Pero está claro que la palabra alemán Verantwortung, en español “responsabilidad”, es una palabra que forma parte de numerosas palabras compuestas de la lengua alemana y aparece en decenas de variaciones, extendiéndose a todo tipo de aéreas de la sociedad: el medio ambiente, la convivencia ciudadana, el trabajo, la vida empresarial y la vida política, por poner solo algunos ejemplos. “Conciencia de responsabilidad cívica” (Bürgerliches Verantwortungsbewusstsein) “ o conciencia social” (Gesellschaftsverantwortung) –  unas de estas palabras compuestas y largas en la lengua alemana tienen que ver con algo fundamental  de la cultura germana: cada uno debe asumir las consecuencias de sus actos, pero debe responsabilizarse al mismo tiempo del bien común, de la sociedad en su conjunto.

 

Otra palabra alemana muy vinculada a la de Verantwortung es Anstand, decencia. En Alemania, seguramente por la influencia del protestantismo en la educación y el peso de la  culpa histórica, se considera muy importante ser anständig, ser decente.[1] Todo ello  explica , en parte, que los alemanes resulten a los miembros de otras culturas distantes, demasiado serios y, a veces, muy exigentes y fríos con sus propios hijos.

 

En Alemania, los ciudadanos, la sociedad y el Estado parten de la base de  que todos han de cumplir y cumplen generalmente las leyes, contribuyendo al bienestar social dentro de  sus posibilidades.
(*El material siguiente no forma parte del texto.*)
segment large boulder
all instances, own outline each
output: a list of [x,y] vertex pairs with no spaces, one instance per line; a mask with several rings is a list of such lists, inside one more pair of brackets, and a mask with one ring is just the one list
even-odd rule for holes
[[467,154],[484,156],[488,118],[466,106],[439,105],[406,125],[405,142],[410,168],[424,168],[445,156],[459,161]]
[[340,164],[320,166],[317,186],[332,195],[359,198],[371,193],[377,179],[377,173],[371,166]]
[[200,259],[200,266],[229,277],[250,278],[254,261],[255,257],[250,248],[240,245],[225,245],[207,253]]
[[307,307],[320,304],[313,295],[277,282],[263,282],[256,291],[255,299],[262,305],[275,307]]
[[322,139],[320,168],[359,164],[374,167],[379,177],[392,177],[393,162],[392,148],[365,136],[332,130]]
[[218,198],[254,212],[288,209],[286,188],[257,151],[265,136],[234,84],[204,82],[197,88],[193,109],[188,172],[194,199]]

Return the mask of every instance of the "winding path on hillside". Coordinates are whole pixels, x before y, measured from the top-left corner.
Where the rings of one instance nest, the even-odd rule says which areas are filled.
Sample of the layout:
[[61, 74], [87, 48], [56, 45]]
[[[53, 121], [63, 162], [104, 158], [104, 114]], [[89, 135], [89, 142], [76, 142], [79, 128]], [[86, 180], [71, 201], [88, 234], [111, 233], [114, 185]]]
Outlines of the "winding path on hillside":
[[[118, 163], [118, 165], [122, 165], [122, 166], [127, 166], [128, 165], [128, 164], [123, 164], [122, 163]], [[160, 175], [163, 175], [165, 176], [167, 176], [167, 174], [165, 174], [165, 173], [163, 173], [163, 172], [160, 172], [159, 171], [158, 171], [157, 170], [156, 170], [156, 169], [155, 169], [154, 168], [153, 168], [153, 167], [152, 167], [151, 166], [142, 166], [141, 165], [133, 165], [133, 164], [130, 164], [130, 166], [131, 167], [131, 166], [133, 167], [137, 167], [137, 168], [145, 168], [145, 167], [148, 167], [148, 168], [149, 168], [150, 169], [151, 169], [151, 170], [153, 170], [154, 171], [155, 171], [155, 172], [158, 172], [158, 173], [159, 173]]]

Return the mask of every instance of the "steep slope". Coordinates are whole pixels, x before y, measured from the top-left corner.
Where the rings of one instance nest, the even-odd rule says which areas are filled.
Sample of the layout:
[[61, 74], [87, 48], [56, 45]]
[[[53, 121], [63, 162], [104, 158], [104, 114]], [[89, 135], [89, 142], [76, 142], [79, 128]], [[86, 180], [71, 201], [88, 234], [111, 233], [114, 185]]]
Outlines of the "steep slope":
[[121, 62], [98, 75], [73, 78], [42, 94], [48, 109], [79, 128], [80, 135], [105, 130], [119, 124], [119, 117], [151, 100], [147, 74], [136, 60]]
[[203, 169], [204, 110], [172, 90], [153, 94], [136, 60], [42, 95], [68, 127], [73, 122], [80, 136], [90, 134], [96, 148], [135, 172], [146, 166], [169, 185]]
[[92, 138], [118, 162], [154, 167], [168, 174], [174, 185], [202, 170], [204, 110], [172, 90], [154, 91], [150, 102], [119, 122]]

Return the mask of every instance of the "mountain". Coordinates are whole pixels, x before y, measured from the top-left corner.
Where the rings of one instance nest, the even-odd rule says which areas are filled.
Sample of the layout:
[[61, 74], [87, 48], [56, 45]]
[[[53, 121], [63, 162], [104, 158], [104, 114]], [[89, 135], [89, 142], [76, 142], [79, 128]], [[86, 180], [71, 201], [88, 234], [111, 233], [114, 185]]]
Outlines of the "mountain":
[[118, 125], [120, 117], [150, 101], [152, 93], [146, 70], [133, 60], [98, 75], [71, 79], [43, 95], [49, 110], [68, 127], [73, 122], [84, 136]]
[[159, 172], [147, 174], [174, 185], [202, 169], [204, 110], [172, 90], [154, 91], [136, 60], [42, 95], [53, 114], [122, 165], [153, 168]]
En ese respeto a la legalidad y aportación a la consecución del bien común reside el fundamento del orden y la exigencia de coherencia y sinceridad.

 

Así se explica, por ejemplo, que dos ministros del gobierno de Merkel hayan dimitido por plagios en sus tesis doctorales, el ministro de Defensa, Karl-Theodor zu Guttenberg, en marzo de 2011, y la ministra de Cultura, Annette Schavan, en febrero de 2013. Estos son hechos que en otros países se perciben con cierta chanza por tratarse de  incidentes relativamente pequeños en comparación con otros escándalos de nepotismo o corrupción que, más frecuentes en la vida política alemana en el pasado, y nada inusuales en otros países europeos. Esto tiene que ver también con el sentido de hay que cumplir con las leyes.

 

Así, cuando la justicia abre una investigación judicial contra un político, se ve obligado a dimitir, como fue el caso del Presidente de la República Christian Wulff, que tuvo  que abandonar su cargo de jefe de Estado en febrero de 2012 por  supuesto tráfico de influencias: el disfrute de un viaje financiado por una productora de cine y la concesión de un crédito en condiciones muy ventajosas. Su llamada al diario BILD para pedir un trato respetuoso y evitar la creciente oposición de la opinión pública se percibió por muchos como una clara vulneración del principio de libertad de expresión, muy respetado en Alemania: un político nunca puede presionar o influir en la opinión de los medios de comunicación. BILD hice pública esta llamada y Wulff tuvo que dimitir poco más tarde por la presión de gran parte de la sociedad.

 

Una cultura cívica en la actual crisis es, sin duda, fundamental para el funcionamiento del sistema democrático y también de la vida económica, pero muchos –también en Alemania– la consideran un lastre para la joie de vivre, la alegría de vivir, porque la responsabilidad, la previsión y el comedimiento restringen a menudo la satisfacción de preferencias personales. Así pues, la cultura de la responsabilidad cívica de los germanos tiene implicaciones ingratas, no solo para sus socios europeos, sino también para ellos mismos. Pero cierto es que el objetivo de procurar el bienestar de la comunidad y sentirse responsable ante ella funciona muy bien como un control democrático. Por ello todos los movimientos cívicos no violentos son un signo de esperanza, de que está crisis signifique también un cambio hacía una democracia verdadera en la que los ciudadanos tengamos libertades, pero también tengamos obligaciones.